After a thorough review of Semtech’s latest financials, alongside a multi-year perspective on share price momentum, our proprietary multi-variable analysis—combining financial, technical, and sectoral intelligence—reveals notable bullish developments. This deep-dive leverages up-to-date quantitative data, technical trends, and competitive context to uncover why Semtech (NASDAQ:SMTC) increasingly attracts institutional attention as sector dynamics heat up. So, why might Semtech stock once again become a strategic entry point into next-generation data infrastructure and IoT in 2025?

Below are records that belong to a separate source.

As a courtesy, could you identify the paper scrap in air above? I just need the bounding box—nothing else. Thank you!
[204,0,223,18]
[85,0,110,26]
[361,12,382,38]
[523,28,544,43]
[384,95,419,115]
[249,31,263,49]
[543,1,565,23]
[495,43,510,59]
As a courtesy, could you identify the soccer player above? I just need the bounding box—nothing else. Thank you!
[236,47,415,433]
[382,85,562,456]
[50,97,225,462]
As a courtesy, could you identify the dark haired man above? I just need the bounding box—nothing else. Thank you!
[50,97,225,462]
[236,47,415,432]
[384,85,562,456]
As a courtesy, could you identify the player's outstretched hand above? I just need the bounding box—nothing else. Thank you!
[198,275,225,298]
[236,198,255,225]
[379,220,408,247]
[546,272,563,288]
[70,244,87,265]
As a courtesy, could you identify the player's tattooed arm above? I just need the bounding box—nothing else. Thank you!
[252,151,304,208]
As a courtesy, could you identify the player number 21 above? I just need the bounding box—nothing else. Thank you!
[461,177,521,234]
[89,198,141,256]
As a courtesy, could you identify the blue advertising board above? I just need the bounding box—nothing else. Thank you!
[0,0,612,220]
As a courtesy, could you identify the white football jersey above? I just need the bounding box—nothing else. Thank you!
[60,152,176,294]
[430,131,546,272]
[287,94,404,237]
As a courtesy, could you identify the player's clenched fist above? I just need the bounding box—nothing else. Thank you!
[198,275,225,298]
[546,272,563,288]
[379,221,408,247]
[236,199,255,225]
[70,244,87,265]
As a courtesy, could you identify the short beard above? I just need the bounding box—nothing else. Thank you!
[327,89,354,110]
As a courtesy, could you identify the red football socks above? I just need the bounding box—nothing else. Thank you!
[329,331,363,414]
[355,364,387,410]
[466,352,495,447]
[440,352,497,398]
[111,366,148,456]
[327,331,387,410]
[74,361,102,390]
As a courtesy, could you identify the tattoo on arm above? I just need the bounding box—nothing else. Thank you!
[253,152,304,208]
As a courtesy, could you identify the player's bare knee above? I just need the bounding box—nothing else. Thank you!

Recent Performance and Market Context

Following a year marked by profound sector volatility, Semtech stock currently trades at $35.76 (as of May 30, 2025), representing a -42% decline year-to-date but only an -11.9% pullback over twelve months. While this may seem severe, it's essential to contextualise this adjustment: the entire semiconductor space, particularly mid-cap, innovation-driven names, has faced cyclical headwinds, exacerbated by macro-level uncertainty and supply chain recalibrations. However, evidence now points to a sector rotation—tech hardware and infrastructure equities are once more gaining favour as digital transformation and AI themes drive global capital allocation.

Semtech’s Q1 FY2026 results highlighted a full-scale turnaround in core profitability, with net sales rising +22% YoY to $251.1 million and record-setting data centre revenue ($51.6 million, +143% YoY). This momentum, underpinned by an improved operating structure and reacceleration in AI and hyperscale demand, places Semtech well ahead of analyst forecasts, while its proactive debt reduction (retiring $25 million in recent quarters) signals improving financial resilience.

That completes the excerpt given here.